Game officials are investigating a Springfield man and his son for using identity theft to expand their local poaching scheme. Two search warrants have uncovered 106 sets of antlers, over half a ton of processed or frozen game meat, and hunting licenses for a collection of people, including neighbors and employees from the duo’s Springfield-based janitorial firm.

Rory Donoho, 59, and Shane Donoho, 37, have yet to  be formally charged, however officials cite charges of aggravated theft, racketeering, hunting for another person, conspiracy, and sharing in the proceeds of wildlife offense as reasons for the warrants.

Officers searched the Donoho’s homes and a Eugene meat company that they allegedly used to process and store their illegal game.  In the process of searching, officers came across two freshly killed elk that one affidavit claimed Shane Donoho had shot that morning using cow elk tags issued to two relatives, both female.

Despite years of complaints, officers had never been able to catch the duo committing a crime until last November when a woman who had dated an employee of the janitorial firm received a very strange package in the mail.
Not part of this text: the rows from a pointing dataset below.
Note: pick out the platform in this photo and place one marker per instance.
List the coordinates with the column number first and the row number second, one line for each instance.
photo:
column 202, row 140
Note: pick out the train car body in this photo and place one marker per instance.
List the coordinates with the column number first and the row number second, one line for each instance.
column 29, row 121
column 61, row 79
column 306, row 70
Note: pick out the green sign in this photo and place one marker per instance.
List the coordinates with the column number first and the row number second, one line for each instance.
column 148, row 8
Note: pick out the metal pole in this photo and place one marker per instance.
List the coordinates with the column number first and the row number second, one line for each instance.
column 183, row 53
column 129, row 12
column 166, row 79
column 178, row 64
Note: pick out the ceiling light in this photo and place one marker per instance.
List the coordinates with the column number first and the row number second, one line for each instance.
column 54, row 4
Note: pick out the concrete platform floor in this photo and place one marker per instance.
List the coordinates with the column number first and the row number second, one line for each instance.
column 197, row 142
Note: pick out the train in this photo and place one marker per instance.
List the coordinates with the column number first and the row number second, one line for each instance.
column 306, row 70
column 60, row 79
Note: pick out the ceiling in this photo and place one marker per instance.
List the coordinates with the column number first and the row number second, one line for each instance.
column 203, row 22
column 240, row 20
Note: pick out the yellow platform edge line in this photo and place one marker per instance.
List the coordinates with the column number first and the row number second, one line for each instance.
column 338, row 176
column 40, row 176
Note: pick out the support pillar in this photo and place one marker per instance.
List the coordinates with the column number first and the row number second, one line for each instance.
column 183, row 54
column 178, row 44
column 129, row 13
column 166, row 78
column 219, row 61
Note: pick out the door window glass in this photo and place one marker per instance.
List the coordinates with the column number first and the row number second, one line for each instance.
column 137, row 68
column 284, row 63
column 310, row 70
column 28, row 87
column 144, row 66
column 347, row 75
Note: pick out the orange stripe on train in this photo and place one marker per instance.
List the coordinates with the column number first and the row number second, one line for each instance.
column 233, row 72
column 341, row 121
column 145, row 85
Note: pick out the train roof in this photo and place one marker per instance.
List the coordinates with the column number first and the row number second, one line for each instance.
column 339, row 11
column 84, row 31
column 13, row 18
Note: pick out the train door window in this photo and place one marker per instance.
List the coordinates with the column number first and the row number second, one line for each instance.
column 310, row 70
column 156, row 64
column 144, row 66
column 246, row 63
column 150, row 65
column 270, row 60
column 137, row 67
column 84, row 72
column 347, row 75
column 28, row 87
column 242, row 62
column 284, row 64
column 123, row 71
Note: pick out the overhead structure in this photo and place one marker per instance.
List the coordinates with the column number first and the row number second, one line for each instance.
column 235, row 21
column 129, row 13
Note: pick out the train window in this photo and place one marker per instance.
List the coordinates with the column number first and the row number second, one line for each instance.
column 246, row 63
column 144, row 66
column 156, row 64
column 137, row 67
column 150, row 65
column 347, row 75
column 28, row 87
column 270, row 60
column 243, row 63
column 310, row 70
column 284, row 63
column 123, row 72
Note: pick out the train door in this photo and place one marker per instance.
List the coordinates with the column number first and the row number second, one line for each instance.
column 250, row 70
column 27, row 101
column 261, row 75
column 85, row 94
What is commonly known as a “Tooth Envelope” had been sent to her with a letter asking her to donate a tooth from the big game she’d been harvesting in order to determine the animal’s age for statistical

purposes. The woman told agency members that she hadn’t hunted, and had never hunted in her life, yet someone giving her personal information had applied for multiple tags in 2010.

The licenses were tracked to a batch that was purchased- including one for Shane Donoho, one of his employees, and a relative- within a nine-minute period at the same Bi-Mart location. Since the woman never supplied her information, the men face identity theft charges, which is a Class C felony in Oregon, punishable by up to 13 months in prison.
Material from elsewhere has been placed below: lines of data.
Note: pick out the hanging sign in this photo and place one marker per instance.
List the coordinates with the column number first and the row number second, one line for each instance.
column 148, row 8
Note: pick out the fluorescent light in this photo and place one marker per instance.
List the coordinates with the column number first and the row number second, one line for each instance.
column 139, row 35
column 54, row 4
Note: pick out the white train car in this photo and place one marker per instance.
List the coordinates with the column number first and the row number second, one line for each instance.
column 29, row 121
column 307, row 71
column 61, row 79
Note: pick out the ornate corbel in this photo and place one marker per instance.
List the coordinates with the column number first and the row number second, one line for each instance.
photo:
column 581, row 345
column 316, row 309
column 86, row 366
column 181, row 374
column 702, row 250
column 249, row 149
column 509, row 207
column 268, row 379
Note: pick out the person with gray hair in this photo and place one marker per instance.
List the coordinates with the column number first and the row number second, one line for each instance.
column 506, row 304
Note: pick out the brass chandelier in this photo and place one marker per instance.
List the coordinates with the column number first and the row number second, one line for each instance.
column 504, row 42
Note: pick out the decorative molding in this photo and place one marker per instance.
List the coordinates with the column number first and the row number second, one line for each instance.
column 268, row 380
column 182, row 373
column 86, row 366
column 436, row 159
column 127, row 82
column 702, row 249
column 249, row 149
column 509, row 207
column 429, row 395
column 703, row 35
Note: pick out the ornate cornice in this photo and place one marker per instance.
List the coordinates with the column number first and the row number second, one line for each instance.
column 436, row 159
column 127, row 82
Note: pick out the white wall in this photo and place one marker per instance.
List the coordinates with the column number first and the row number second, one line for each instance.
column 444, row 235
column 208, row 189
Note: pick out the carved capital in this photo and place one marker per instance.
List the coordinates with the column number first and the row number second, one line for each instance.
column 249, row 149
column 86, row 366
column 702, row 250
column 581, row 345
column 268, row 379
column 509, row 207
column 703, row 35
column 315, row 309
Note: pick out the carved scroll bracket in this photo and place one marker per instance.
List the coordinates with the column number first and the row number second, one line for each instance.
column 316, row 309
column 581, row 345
Further investigation by the Department of Fish and Wildlife uncovered that someone using Shane Donoho’s phone number reported tags for eight different people, and a total of 12 deer over a 90-minute period in 2009.

One of the licenses was for a 59-year-old female neighbor of Shane Donoho who also has never before hunted big game. Another was an employee whose hunting report indicated he had killed a 2-point buck with a rifle, even though he is a convicted felon barred from possessing guns.